Frankfurter Rundschau

Alle Macht den Drogen 

von Joachim F. Tortnau 

Der letzte Rausch ist gerade vorbei. Im Hinterzimmer der Kneipe mit ihren blinden Spiegeln, holzvertäfelten Wänden und gekachelten Säulen hängen noch einige Girlanden, bedecken zerplatzte Luftballons den Boden. The party is over. Die Frauen aber, die stumm durch den schäbigen Saal stöckeln, sind weniger verkatert als gelangweilt. Als erwacht, was bis dahin zusammengerollt in einer Ecke gelegen hat, ein nacktes, am ganzen Körper weiß geschminktes, wie außerirdisch wirkendes Riesenbaby, nähren sie es buchstäblich an ihrer Brust. Ein neuer Kick, endlich. Sein Name: Dionysos. Sein Versprechen: Geilheit, Glück und Göttlichkeit. 

Es dauert lange, ehe in den "Bakchen" des Euripides, wie sie Gustav Rueb jetzt auf die Bühne des Kasseler Schauspielhauses gebracht hat, das erste Wort gesprochen wird. Nur der Geldspielautomat rattert und klingelt gelegentlich. Allein dieser wunderbare Auftakt würde schon die Fahrt nach Nordhessen lohnen. Doch der Inszenierung geht auch danach die Luft nicht aus. 

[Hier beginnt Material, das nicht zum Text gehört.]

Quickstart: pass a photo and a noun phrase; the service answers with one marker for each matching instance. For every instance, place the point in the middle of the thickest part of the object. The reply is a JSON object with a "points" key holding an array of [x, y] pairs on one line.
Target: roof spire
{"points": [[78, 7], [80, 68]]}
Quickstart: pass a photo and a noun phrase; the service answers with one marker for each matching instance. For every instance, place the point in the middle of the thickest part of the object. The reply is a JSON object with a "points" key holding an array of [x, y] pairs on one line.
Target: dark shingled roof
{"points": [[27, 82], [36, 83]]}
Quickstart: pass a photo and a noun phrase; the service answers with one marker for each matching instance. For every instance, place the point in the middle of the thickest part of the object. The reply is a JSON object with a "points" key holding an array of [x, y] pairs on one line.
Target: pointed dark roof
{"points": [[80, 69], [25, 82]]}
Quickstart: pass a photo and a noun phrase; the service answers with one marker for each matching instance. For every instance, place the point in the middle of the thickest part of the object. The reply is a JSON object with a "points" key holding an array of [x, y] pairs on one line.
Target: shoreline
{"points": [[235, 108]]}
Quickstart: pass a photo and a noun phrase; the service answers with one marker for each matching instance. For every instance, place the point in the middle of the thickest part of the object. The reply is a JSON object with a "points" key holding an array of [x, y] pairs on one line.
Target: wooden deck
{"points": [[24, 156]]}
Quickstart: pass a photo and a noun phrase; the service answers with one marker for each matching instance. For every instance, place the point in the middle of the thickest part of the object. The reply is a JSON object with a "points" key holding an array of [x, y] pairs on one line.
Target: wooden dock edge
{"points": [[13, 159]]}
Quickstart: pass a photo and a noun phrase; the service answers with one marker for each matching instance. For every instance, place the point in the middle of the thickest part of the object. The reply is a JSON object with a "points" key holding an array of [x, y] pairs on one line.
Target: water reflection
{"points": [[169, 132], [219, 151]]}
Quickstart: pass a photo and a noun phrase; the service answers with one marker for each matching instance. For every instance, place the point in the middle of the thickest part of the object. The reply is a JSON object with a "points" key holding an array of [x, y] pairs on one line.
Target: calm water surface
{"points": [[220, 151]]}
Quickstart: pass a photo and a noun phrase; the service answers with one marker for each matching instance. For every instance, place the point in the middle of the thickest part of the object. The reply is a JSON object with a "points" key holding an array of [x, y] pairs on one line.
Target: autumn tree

Die antike Tragödie um den Gott des Rausches, des Weins und der Fruchtbarkeit, der für seine Missachtung durch Thebens Machthaber Pentheus blutige Rache nimmt, hat Regisseur Rueb auf knappe zwei Stunden verdichtet. Aus dem 2400 Jahre alten letzten Drama des griechischen Tragödiendichters wird hier eine zeitlose Erzählung von der Macht des Rauschs. Von seiner befreienden wie seiner zerstörerischen Kraft. 

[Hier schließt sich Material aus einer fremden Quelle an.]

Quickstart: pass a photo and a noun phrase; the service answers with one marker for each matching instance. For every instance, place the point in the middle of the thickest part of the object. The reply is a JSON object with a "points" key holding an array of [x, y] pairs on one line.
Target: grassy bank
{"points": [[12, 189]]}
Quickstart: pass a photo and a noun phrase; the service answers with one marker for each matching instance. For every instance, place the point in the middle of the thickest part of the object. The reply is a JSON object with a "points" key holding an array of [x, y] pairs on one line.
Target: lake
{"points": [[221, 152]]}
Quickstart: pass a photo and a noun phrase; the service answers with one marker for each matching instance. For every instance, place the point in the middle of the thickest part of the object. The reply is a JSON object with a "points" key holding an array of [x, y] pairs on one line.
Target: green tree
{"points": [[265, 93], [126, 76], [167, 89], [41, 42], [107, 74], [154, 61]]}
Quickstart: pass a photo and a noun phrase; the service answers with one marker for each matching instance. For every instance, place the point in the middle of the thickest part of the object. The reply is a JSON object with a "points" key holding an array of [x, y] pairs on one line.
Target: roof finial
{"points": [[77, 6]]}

Dionysos alias Bacchus (stark: Enrique Keil) könnte eine moderne Partydroge genauso sein wie religiöser Fanatismus. Einer gelangweilten Gesellschaft kommt er gerade recht: Nicht nur die Bakchen - bei Euripides die auch sexuell entfesselten Jüngerinnen des Rauschgotts - erfasst er, sondern alle. Männer meinen, aus der Ordnung ausbrechen zu können, wenn sie sich in Frauenkleider hüllen und dem Kult anschließen. Selbst Pentheus (Daniel Scholz), der diese Un-Ordnung eigentlich mit allen Mitteln bekämpfen will, kann sich der Anziehungskraft schließlich nicht mehr entziehen - und fällt ihr zum Opfer. 

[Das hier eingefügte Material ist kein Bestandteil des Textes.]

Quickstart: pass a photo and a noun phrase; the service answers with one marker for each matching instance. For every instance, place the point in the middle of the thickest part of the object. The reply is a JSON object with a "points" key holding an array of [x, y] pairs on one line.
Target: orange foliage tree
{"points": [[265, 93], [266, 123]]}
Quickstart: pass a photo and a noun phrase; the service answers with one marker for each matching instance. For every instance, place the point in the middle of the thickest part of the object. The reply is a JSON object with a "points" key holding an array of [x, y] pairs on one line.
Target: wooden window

Der Kneipensaal (für den Bühnenbildner Daniel Roskamp ein dickes Sonderlob gebührt!) wird zum blutbesudelten Schlachtfeld. Und grausam ist das Erwachen, das Erkennen. Die Party ist vorbei, wieder einmal. Dionysos muss dem Kater weichen - der Rausch hat seine Schuldigkeit getan, der Rausch kann gehen. Aber der nächste kommt bestimmt.